Top Texts for May 2023

Dr Julie Blake has selected a wonderful collection of poems great for sharing aloud

Cloud Soup

by Kate Wakeling & illustrated by Elina Braslina 

I quip that I came to poetry aged 7 when my junior school teacher threw me out of the school choir. I can’t sing a note to this day but I always hear the music of a poem, sound definitely coming before sense, and Kate Wakeling’s poems for children delight my ears. A musician and musicologist as well as a poet, the poems in Cloud Soup ‘sing’ off the page – and that makes them great for sharing and performing aloud. Check out her own performance of an earlier poem ‘Comet’ on YouTube – it’s a meteroic effervescence of tongue-twisting language to have fun with.

This Rock, That Rock: Poems between you me and the moon

by Dom Conlon & illustrated by Viviane Schwarz

Single-authored collections of children’s poems commonly offer a smorgasbord of tasty poetic treats on all kinds of subjects. This one is different: its single subject is the moon and in Dom Conlon’s master-craftsman hands, we explore the moon anew, in a dozen different dimensions. In poems that are as varied as they are beautiful, we discover the truth of ‘you, me and the moon’. This is very fine children’s poetry indeed: quietly elegant, witty, humane and full of curious details that children love. It’s one to share aloud and keep coming back to, the poems and striking black and white illustrations endlessly inviting us on imaginative journeys beyond ourselves.
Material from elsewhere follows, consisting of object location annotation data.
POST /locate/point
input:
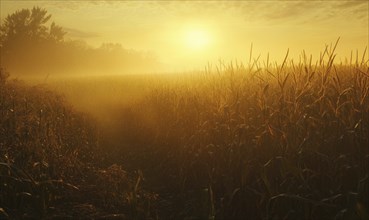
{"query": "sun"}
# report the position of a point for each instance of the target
(197, 39)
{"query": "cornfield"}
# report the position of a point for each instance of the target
(237, 141)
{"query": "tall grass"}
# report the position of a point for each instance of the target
(282, 141)
(256, 140)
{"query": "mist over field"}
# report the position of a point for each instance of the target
(184, 110)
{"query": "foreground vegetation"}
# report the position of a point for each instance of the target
(256, 141)
(51, 165)
(286, 141)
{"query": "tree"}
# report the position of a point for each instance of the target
(28, 26)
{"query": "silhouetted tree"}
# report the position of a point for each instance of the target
(28, 26)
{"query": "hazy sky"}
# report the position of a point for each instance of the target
(187, 34)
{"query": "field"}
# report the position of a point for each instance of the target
(254, 140)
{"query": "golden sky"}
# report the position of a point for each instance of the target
(187, 34)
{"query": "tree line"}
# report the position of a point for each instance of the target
(31, 44)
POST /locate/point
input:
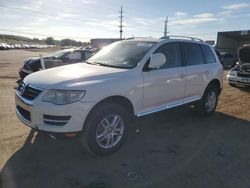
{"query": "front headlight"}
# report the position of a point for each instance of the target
(232, 73)
(63, 96)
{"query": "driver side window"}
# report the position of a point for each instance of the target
(73, 56)
(172, 54)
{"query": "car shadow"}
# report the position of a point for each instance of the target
(174, 148)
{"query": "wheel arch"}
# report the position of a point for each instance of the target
(116, 99)
(216, 83)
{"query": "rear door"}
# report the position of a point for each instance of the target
(164, 87)
(196, 71)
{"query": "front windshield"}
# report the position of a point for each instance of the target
(58, 54)
(123, 54)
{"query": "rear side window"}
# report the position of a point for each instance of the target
(208, 54)
(192, 53)
(172, 54)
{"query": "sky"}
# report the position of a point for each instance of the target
(85, 19)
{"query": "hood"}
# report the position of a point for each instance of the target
(73, 76)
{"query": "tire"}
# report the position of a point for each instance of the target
(207, 105)
(99, 123)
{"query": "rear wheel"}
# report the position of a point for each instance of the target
(106, 129)
(207, 105)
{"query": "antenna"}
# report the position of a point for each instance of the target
(166, 27)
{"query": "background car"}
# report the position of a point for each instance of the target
(59, 58)
(227, 60)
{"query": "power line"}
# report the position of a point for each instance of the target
(121, 19)
(43, 35)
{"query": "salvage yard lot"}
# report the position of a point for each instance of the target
(175, 148)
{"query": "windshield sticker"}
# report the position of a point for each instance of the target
(144, 44)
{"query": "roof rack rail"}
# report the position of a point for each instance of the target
(182, 37)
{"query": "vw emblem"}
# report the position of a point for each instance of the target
(22, 89)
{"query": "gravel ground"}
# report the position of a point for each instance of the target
(175, 148)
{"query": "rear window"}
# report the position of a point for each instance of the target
(192, 54)
(208, 54)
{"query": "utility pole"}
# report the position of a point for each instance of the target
(121, 19)
(166, 27)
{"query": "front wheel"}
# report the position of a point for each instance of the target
(207, 105)
(105, 129)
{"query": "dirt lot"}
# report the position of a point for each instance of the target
(176, 148)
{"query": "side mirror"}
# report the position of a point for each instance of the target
(157, 60)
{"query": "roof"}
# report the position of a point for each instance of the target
(176, 38)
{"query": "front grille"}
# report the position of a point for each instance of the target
(28, 92)
(244, 74)
(55, 120)
(24, 113)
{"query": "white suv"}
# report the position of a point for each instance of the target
(128, 78)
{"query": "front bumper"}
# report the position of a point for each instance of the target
(24, 72)
(49, 117)
(238, 80)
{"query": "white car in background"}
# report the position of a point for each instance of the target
(128, 78)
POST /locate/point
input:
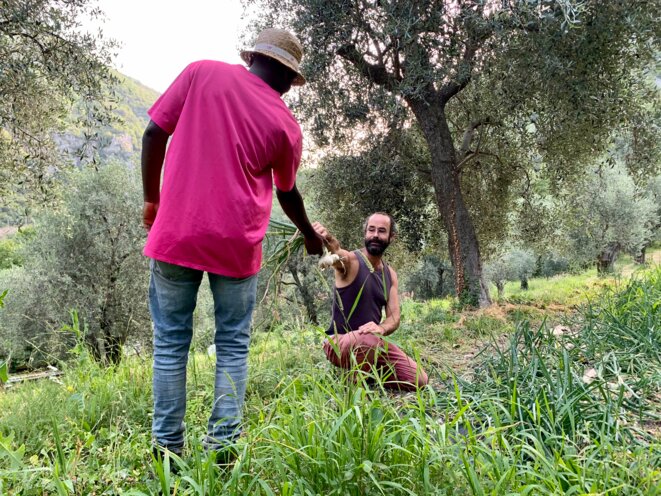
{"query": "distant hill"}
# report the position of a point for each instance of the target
(122, 140)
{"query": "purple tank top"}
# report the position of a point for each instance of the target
(370, 288)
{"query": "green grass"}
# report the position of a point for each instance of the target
(525, 422)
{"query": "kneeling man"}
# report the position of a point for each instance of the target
(364, 286)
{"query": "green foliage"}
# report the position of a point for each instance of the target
(515, 264)
(610, 214)
(9, 255)
(86, 256)
(431, 278)
(498, 91)
(524, 422)
(47, 64)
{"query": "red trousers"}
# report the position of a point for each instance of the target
(370, 353)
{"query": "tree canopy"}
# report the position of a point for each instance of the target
(496, 88)
(46, 64)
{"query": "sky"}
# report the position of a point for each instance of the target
(158, 39)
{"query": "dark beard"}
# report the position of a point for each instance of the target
(376, 247)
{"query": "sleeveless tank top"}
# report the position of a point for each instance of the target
(361, 301)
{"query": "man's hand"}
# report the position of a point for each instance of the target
(314, 245)
(329, 240)
(149, 211)
(371, 328)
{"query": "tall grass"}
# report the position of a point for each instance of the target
(526, 423)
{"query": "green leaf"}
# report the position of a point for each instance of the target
(4, 372)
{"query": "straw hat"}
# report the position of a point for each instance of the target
(280, 45)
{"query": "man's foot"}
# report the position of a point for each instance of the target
(160, 453)
(226, 457)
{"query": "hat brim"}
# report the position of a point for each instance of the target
(299, 80)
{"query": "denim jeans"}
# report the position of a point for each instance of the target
(172, 298)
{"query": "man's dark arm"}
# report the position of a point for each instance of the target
(293, 206)
(154, 142)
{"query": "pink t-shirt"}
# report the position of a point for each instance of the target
(231, 136)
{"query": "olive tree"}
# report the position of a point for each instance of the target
(85, 256)
(48, 66)
(608, 214)
(490, 85)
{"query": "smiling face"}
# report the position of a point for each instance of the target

Tiger, Tiger, Burning Bright!

Chosen by Fiona Waters & Illustrated by Britta Teckentrup

Tiger, Tiger, Burning Bright is a big handsome book of poems. It’s stuffed full of treasure: 366 poems, judiciously selected to encompass all kinds of animal life; many different poetic shapes, sizes and forms; and poets classic and contemporary, famous, familiar and less well known. It’s a beautiful book too, a hefty hardbook for a library table or classroom sharing, with gorgeous illustrations that complement the poems and invite journeys of wonder and discovery. The fashionable sub-title invites us to explore a poem a day but, honestly, we couldn’t be that disciplined. Why have one poem when you could have three?…

Julie Blake

About this month's reviewer

Dr Julie Blake, FEA, FRSL(Hon), co-directs Poetry By Heart, the national poetry speaking competition for schools. She researches and writes about the history of poetry for children, and creates digital and print anthologies of poems for children and young people.